Africa Ignores a Mote in Its Eye

This is Africa's week on the world stage. It began Saturday with actual stages in many countries where rock stars played up the continent's needs during the "Live-8" concerts. That was followed by an African summit on Monday and Tuesday, and Wednesday a Group of Eight summit opens with a heavy focus on aid to Africa.

But ignore the guitar chords and diplomatic accords for a minute. A better window into what really ails Africa, and what can be done about it, is playing out in Zimbabwe, scene of the latest human-rights disaster in Africa after Darfur - the tragic crisis that still lingers.

This week, a representative of UN Secretary General Kofi Annan will finish up a probe into the forced relocation of hundreds of thousands of Zimbabwean urban-dwellers to rural areas since May 19 by armed paramilitary police. This mass exodus, dubbed Operation Drive Out Trash, is the latest crude attempt by strongman Robert Mugabe to smash a rising political opposition to his rule, which is spiraling downward with increasing violence.
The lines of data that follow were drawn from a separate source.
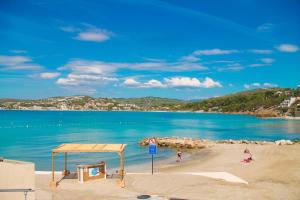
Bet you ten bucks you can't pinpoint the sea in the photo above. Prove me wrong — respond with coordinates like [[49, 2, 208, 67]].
[[0, 110, 300, 171]]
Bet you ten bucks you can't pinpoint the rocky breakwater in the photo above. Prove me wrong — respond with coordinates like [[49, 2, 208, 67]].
[[139, 137, 294, 149]]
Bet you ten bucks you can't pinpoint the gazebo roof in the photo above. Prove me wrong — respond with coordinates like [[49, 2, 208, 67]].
[[52, 144, 126, 153]]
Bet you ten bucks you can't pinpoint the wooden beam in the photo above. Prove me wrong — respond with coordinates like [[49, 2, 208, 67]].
[[49, 152, 57, 188]]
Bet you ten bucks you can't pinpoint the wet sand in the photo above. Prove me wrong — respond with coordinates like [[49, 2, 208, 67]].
[[36, 144, 300, 200]]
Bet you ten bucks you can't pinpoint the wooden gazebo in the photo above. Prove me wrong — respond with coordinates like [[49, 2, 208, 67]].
[[50, 144, 126, 187]]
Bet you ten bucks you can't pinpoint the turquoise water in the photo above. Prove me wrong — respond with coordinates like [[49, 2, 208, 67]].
[[0, 111, 300, 170]]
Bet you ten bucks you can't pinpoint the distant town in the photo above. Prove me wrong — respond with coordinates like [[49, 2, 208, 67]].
[[0, 88, 300, 117]]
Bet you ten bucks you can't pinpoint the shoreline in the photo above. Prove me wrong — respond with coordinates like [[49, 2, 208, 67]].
[[35, 144, 300, 200], [0, 109, 300, 120]]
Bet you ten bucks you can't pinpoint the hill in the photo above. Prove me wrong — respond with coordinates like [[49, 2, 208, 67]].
[[183, 88, 300, 117]]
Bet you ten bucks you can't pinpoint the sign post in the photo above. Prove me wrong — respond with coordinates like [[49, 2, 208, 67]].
[[148, 138, 156, 175]]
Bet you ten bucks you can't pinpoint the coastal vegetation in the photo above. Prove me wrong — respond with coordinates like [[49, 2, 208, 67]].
[[0, 88, 300, 117], [183, 88, 300, 117]]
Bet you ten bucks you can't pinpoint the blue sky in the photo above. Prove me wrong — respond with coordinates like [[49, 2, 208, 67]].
[[0, 0, 300, 99]]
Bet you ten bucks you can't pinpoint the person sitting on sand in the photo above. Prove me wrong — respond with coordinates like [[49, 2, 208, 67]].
[[242, 148, 253, 163], [176, 150, 182, 162]]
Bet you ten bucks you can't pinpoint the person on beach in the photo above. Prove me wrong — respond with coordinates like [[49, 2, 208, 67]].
[[176, 150, 182, 162], [242, 148, 253, 163]]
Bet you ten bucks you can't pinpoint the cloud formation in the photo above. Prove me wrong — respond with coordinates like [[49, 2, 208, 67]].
[[276, 44, 299, 53], [248, 49, 273, 54], [259, 58, 275, 64], [0, 55, 43, 71], [256, 23, 274, 32], [40, 72, 60, 79], [60, 24, 114, 42], [193, 49, 239, 56], [244, 82, 278, 89], [123, 77, 222, 88]]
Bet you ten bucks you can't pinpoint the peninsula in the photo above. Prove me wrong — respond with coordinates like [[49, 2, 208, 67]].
[[0, 88, 300, 117]]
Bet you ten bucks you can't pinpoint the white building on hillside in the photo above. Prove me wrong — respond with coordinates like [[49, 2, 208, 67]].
[[280, 97, 297, 108]]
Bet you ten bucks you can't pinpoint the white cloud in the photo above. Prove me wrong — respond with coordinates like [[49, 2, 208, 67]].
[[249, 49, 273, 54], [10, 49, 27, 54], [123, 78, 141, 87], [40, 72, 60, 79], [249, 63, 266, 67], [123, 77, 222, 88], [58, 59, 208, 74], [145, 79, 165, 88], [60, 24, 114, 42], [181, 55, 201, 62], [263, 83, 278, 87], [0, 55, 43, 71], [200, 77, 223, 88], [123, 78, 166, 88], [193, 49, 239, 55], [164, 77, 201, 87], [60, 26, 80, 33], [58, 59, 116, 75], [259, 58, 275, 64], [75, 28, 113, 42], [56, 73, 118, 86], [256, 23, 274, 32], [276, 44, 299, 53], [244, 83, 278, 89], [164, 77, 222, 88], [217, 63, 245, 72]]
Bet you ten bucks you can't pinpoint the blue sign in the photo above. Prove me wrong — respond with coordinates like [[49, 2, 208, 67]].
[[148, 144, 156, 155]]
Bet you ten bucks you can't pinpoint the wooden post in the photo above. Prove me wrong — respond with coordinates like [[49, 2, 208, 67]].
[[52, 152, 55, 182], [62, 152, 70, 176], [119, 150, 125, 188], [65, 153, 67, 172], [120, 151, 124, 180], [49, 152, 57, 188]]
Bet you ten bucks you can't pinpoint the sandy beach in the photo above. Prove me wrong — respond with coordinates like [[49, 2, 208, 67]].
[[36, 144, 300, 200]]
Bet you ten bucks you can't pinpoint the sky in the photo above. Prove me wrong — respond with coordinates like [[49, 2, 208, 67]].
[[0, 0, 300, 100]]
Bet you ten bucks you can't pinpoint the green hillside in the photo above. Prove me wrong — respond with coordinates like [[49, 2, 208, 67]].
[[184, 88, 300, 115]]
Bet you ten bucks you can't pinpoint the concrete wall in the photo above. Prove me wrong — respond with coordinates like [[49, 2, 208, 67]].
[[0, 160, 35, 200]]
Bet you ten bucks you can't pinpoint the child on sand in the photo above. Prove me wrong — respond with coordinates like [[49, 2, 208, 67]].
[[176, 150, 182, 162], [241, 148, 253, 163]]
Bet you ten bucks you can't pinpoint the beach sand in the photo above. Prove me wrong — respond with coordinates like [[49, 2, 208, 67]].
[[36, 144, 300, 200]]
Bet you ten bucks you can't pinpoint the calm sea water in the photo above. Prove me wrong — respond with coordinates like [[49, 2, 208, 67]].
[[0, 111, 300, 170]]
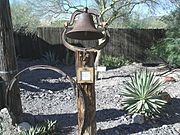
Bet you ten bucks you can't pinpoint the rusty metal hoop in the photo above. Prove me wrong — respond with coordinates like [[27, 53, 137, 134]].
[[5, 65, 79, 107]]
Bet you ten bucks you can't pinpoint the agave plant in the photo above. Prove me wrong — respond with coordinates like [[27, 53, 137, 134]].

Mr. Mugabe's quarter-century of mistakes has left his country's economy in ruins. Some 4 million people are in urgent need of food relief, about 80 percent of workers are jobless, and tens of thousands have fled the country. Many opposition supporters have been killed.

On Saturday, leaders of the Southern African Methodist Church said there was "little doubt that we are witnessing a tragedy of unprecedented enormity" in Zimbabwe, adding: "We have on our hands a complete recipe for genocide."

At the least, it's a humanitarian disaster, and Mr. Annan's probe reveals he may be inclined to ask for armed international intervention. The 1994 Rwanda genocide, and the lack of political will to stop it, is still very much on his conscience.

The fact that the African summit didn't say boo about the Zimbabwe tragedy shows just how much the West should be wary of giving more aid to nations whose leaders can't even speak out against Mugabe.

Annan did boldly tell the 53-nation summit that people "threatened with such terrible crimes are entitled to look for protection not only to their regional neighbors, but also to the international community as a whole." And taking a lesson from Sept. 11, he added that "ignoring failed states creates problems that sometimes come back to bite us."

Well, Zimbabwe's starting to bite. Refugees are pouring out, hunger is rampant, and violence escalates.

Ginning up foreign aid is fine.

But doing something about Zimbabwe's spouting volcano is urgent.